La tendance du pH est de sens inverse par rapport à celle du P dans le sol sableux. Le minimum est de 6,4 le 21 août et un maximum de 7,27 le 12 nov. Une différence de près d’une unité, ce qui est beaucoup. On observe aussi que le pH a tendance à augmenter en fin de saison de végétation alors qu’il est à la diminution lorsque l'activité biologique est à son maximum, durant l'été. Par contre, la tendance est presque identique à celle du P dans le cas du sol argileux. Le pH diminue avec la saison, le maximum est de 6,55 en début de saison, mais atteint 6,51 le 13 octobre. Le minimum est de 5,93, une variation d'environ 0,5 unité. Cette variation est d'environ 50%, plus petite que la variation de pH enregistrée dans le sol sableux.


L’examen de ces deux figures, nous révèle une relation très différente et en sens contraire entre le P et le pH d’un type de sol à un autre. La corrélation est toujours plus présente dans le cas du sol sableux. Nous notons qu’à pH Max, identique dans les deux types de sols (≈6,4) correspond un P Max.

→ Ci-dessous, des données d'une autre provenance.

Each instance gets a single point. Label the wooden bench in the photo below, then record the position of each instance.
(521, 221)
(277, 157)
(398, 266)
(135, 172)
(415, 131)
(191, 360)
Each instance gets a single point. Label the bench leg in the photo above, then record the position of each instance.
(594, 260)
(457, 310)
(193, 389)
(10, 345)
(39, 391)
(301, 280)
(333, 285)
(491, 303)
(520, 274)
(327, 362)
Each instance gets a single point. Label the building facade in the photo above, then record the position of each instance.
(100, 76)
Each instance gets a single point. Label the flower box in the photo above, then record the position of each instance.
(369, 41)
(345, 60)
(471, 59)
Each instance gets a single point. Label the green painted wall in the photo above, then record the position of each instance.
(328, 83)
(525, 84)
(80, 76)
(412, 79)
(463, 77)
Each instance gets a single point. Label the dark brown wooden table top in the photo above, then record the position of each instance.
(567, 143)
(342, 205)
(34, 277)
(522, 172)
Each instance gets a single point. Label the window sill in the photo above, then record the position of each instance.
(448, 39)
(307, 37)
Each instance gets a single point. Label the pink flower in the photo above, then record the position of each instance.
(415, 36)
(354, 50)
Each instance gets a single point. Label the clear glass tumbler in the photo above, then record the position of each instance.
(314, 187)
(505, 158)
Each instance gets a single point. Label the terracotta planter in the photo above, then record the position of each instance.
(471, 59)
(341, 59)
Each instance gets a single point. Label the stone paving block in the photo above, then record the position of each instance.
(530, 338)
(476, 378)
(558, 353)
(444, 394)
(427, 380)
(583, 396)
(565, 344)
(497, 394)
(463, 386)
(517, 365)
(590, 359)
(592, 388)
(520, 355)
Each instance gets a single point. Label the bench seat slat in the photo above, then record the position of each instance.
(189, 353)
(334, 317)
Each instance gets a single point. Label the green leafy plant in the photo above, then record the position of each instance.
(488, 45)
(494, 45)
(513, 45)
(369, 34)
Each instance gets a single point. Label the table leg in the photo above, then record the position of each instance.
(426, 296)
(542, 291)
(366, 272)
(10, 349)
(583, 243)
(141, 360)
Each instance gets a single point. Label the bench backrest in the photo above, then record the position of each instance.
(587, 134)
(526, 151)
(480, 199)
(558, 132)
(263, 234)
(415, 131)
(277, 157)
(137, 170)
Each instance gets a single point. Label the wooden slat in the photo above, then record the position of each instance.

Ainsi, nous pensons qu’en delà et deçà de cette limite du pH, commence l’effet de la diminution du P par rapport à un pH élevé ou moindre. On peut donc penser que l'on commence à sentir l'effet de la précipitation des phosphates à pH plus élevé.
CONCLUSION
Les concentrations de phosphore varient fortement au cours de la saison de végétation. Les causes sont multiples et chacune agit soit en faisant augmenter la concentration du P, soit en la diminuant (prélèvement par les plantes, pH, température, humidité). Toutefois il est difficile de départager l’importance de chacune. Pourtant, on voit clairement l’importance de la variation de la concentration du P dans les sols au cours d'une saison de végétation. Ces variations sont de l'ordre 50% à 100% dans cette étude. Ce qui nous amène à considérer l'effet des périodes de prélèvements d'échantillons de sols pour analyse et interprétation. Il est clair que si l'on veut suivre sérieusement l'évolution des concentrations du phosphore au cours des années, on a avantage à échantillonner souvent et aux périodes semblables à chaque prélèvement. En effet, comment interpréter des échantillons aux 5 ans, prélevés à n'importe quelle période de l'année, dans des conditions inconnues à chaque fois? Ce qui nous amène à des suivis inconsistants où des résultats sur 10 ans ne peuvent absolument rien signifier d'autres que des prélèvements sans liens entre eux et des interprétations parfois erronées.